The Best New Games of March 2020

We really needed videogames last month. We’re really gonna need ‘em for at least a couple more, too, the way things are looking. Fortunately March gave us at least four games worth playing, and two of them are ones that we could gladly pour hours into every week for the next year, at least. Here’s what we’ve been playing to stay safe, sane and indoors over the last few weeks. And since we’re only looking at new games from March, that means I can’t slip Tony Hawk’s Pro Skater 3 on here—even though I played that more than anything else the first week of the quarantine.
1. Animal Crossing: New Horizons
Platform: Switch
Originally Animal Crossing applied almost no pressure to the player. You could pay off your house, or not, and that was pretty much it. Much has changed since 2002, though. Almost everything you do in New Horizons has the residue of productivity on it, even if you’re trying to be as aimless as possible. Instead of playing games within this game, the only way to not accidentally be productive is to literally do nothing—to sit in a chair, or lay on a hammock, and put the controller down. To sit quietly with your own thoughts—thoughts that exist fully outside of your Nintendo Switch.
The fact that you can do that, though, is an example of the confidence within Animal Crossing: New Horizons. Nintendo might have ramped up the numbers and the to-do lists, all the tasks and chores that make New Horizons feel like one of the last outposts of whatever notions of normalcy we might’ve once had, but you can still tune that out and live within your own head for a spell.
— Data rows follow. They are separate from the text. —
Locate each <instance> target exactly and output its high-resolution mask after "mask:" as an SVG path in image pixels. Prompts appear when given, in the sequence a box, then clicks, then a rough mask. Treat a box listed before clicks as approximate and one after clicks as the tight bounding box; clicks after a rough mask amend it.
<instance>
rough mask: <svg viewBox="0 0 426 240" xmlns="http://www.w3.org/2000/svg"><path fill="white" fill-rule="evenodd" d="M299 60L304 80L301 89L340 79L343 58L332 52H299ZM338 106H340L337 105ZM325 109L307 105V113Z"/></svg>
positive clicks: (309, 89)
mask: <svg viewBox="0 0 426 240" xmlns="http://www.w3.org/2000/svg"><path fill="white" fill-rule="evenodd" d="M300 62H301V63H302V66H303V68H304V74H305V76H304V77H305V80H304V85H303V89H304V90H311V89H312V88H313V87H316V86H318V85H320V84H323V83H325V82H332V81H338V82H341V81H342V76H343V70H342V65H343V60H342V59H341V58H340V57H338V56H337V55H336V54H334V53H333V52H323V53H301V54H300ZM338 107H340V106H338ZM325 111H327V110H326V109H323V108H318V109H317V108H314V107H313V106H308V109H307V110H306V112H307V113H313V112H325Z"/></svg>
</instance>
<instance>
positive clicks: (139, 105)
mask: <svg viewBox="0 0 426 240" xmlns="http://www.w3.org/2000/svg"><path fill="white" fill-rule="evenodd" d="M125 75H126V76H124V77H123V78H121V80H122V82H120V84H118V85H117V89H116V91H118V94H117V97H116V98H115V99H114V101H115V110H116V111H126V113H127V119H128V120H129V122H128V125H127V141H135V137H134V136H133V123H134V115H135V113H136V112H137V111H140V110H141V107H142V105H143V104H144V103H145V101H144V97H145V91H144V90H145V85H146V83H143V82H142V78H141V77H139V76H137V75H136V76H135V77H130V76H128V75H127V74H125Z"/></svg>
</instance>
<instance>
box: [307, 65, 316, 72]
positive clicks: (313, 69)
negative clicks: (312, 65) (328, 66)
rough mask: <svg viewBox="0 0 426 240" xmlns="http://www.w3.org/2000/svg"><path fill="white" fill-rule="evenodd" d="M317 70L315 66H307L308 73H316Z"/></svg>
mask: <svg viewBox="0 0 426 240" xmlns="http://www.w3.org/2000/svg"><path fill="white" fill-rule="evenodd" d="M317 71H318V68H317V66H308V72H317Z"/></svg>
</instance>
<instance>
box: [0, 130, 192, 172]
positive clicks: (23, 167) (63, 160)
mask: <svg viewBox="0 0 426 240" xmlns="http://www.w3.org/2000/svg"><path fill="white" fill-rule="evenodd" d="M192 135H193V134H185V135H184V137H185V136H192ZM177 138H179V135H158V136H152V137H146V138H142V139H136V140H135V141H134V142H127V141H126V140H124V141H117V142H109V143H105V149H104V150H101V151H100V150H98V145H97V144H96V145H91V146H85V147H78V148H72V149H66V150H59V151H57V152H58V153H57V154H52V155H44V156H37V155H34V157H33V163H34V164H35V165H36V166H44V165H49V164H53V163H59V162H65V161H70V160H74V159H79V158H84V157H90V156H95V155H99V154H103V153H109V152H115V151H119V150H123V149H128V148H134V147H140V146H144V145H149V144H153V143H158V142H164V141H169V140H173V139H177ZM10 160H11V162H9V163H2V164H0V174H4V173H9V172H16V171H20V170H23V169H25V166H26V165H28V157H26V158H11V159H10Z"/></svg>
That head might naturally drift towards the hellishly contorted world we live in, and not the delightfully cartoonish one of Animal Crossing, but escapism is overrated anyway. I’d rather worry about every aspect of modern living while quietly reflecting on the rhythmic roar of a videogame ocean than while sitting slackjawed in a living room I won’t ever be able to leave again. Give me these New Horizons—rigid, commercial, and staid—over the chaos of the last decade.